Interval hypoxic training (IHT) is a technique developed in the former Soviet Union, that consists of repeated exposures to 5-7 minutes of steady or progressive hypoxia, interrupted by equal periods of recovery. It has been proposed for training in sports, to acclimatize to high altitude, and to treat a variety of clinical conditions, spanning from coronary heart disease to Cesarean delivery. Some of these results may originate by the different effects of continuous vs. intermittent hypoxia (IH), which can be obtained by manipulating the repetition rate, the duration and the intensity of the hypoxic stimulus.
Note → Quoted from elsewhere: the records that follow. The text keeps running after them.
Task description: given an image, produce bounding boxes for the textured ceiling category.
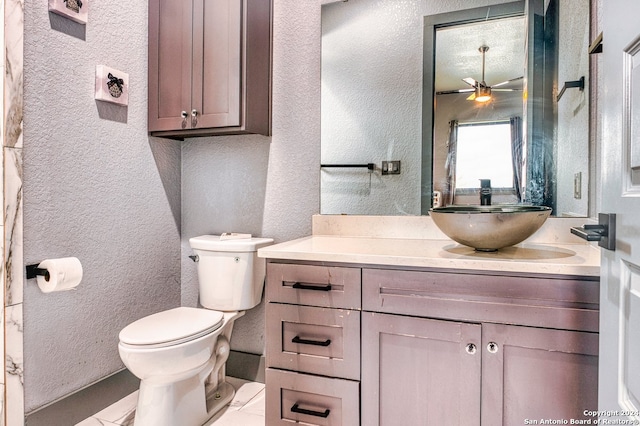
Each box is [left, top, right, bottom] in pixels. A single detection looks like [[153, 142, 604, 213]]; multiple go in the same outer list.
[[435, 16, 525, 92]]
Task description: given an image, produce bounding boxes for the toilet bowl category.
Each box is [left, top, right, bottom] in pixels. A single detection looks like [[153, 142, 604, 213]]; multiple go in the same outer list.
[[119, 307, 243, 426], [118, 235, 272, 426]]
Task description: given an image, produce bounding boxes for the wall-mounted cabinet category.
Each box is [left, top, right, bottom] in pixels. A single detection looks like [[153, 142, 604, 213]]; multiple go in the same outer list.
[[148, 0, 271, 138]]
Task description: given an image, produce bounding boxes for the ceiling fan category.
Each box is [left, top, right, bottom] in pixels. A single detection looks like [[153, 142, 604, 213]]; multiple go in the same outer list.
[[436, 45, 523, 102]]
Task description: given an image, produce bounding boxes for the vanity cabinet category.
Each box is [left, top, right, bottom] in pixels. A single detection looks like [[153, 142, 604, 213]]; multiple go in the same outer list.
[[361, 312, 482, 425], [362, 268, 599, 426], [265, 263, 362, 425], [264, 261, 599, 426], [148, 0, 271, 138]]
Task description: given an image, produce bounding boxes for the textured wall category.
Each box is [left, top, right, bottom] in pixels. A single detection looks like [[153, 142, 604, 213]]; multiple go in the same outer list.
[[181, 0, 320, 354], [22, 0, 181, 412], [320, 0, 515, 215], [555, 0, 590, 216]]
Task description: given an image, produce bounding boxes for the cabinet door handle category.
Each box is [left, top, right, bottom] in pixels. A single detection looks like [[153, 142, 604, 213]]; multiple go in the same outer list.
[[181, 111, 188, 129], [487, 342, 499, 353], [191, 109, 199, 128], [465, 343, 477, 355], [291, 403, 330, 418], [292, 282, 332, 291], [292, 335, 332, 347]]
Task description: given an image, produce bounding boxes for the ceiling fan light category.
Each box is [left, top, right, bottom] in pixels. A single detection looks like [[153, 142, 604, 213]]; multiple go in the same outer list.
[[474, 86, 492, 102]]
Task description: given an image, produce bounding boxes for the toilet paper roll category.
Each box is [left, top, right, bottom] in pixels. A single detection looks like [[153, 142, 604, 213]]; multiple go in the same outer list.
[[36, 257, 83, 293]]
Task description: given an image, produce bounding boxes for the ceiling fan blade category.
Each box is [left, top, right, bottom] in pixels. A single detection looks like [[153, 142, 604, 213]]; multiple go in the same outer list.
[[436, 88, 475, 95], [462, 77, 478, 87], [492, 88, 522, 92], [491, 76, 524, 88]]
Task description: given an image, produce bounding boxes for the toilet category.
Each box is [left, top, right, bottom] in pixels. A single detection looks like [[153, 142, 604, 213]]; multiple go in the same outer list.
[[118, 235, 273, 426]]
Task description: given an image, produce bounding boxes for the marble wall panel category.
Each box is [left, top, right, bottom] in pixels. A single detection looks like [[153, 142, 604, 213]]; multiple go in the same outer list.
[[4, 148, 22, 307], [4, 0, 24, 423], [5, 304, 23, 426]]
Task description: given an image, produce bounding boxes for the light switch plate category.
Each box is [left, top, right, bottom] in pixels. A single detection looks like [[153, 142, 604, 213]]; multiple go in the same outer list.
[[382, 161, 401, 175], [574, 172, 582, 199]]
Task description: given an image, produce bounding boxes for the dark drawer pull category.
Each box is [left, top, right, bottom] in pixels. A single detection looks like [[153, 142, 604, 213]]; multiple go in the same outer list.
[[291, 403, 330, 418], [292, 335, 332, 347], [292, 282, 332, 291]]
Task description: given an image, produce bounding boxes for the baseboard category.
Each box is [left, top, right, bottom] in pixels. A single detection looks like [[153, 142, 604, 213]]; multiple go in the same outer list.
[[25, 369, 140, 426], [25, 350, 264, 426], [226, 350, 266, 384]]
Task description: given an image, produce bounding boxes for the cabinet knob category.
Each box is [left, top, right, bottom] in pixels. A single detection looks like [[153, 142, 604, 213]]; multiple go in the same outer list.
[[487, 342, 499, 354], [465, 343, 477, 355], [191, 109, 199, 128], [181, 111, 188, 129]]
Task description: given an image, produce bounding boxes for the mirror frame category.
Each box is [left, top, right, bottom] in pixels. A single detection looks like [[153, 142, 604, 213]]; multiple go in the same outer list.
[[421, 1, 526, 215]]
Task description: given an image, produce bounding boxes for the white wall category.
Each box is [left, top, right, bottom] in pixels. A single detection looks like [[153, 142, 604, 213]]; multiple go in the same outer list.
[[181, 0, 320, 354], [22, 0, 181, 412], [21, 0, 321, 412]]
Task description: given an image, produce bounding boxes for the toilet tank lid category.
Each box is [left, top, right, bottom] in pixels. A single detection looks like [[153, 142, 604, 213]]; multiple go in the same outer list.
[[189, 235, 274, 252]]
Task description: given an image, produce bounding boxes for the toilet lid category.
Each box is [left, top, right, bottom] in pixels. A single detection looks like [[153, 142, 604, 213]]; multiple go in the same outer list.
[[119, 307, 224, 347]]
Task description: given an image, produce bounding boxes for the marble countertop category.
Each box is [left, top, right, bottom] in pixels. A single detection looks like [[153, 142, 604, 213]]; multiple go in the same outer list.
[[258, 235, 601, 277]]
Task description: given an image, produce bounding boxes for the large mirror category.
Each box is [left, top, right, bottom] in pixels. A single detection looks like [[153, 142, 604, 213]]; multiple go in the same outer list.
[[321, 0, 591, 217]]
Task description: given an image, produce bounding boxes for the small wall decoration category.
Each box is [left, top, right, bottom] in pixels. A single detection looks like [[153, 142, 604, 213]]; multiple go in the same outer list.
[[95, 65, 129, 106], [48, 0, 88, 24]]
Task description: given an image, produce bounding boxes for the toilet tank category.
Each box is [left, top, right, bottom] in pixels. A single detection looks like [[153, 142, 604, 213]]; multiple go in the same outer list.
[[189, 235, 273, 311]]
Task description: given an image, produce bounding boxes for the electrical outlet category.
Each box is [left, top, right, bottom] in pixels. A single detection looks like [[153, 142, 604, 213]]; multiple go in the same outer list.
[[382, 160, 401, 175]]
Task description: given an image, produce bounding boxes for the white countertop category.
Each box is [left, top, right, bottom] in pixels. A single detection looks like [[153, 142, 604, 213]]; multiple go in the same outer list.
[[258, 235, 601, 277]]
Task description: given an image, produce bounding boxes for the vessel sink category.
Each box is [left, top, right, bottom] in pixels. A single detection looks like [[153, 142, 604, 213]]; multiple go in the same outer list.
[[429, 205, 552, 251]]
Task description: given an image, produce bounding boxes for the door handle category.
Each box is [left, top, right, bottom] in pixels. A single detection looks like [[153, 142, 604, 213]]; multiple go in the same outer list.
[[570, 213, 616, 251]]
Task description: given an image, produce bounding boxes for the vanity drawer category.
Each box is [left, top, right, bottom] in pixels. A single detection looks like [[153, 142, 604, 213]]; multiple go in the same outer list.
[[266, 368, 359, 426], [266, 263, 361, 309], [266, 303, 360, 380], [362, 268, 600, 332]]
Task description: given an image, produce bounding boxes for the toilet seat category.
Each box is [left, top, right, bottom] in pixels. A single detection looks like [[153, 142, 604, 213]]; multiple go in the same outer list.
[[119, 307, 224, 349]]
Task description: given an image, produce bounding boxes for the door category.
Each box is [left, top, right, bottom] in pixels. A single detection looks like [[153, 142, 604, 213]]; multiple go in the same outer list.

The present article will attempt to examine some of the effects of IH, and, whenever possible, compare them to those of typical IHT. IH can modify oxygen transport and energy utilization, alter respiratory and blood pressure control mechanisms, induce permanent modifications in the cardiovascular system. IHT increases the hypoxic ventilatory response, increase red blood cell count and increase aerobic capacity. Some of these effects might be potentially beneficial in specific physiologic or pathologic conditions. At this stage, this technique appears interesting for its possible applications, but still largely to be explored for its mechanisms, potentials and limitations.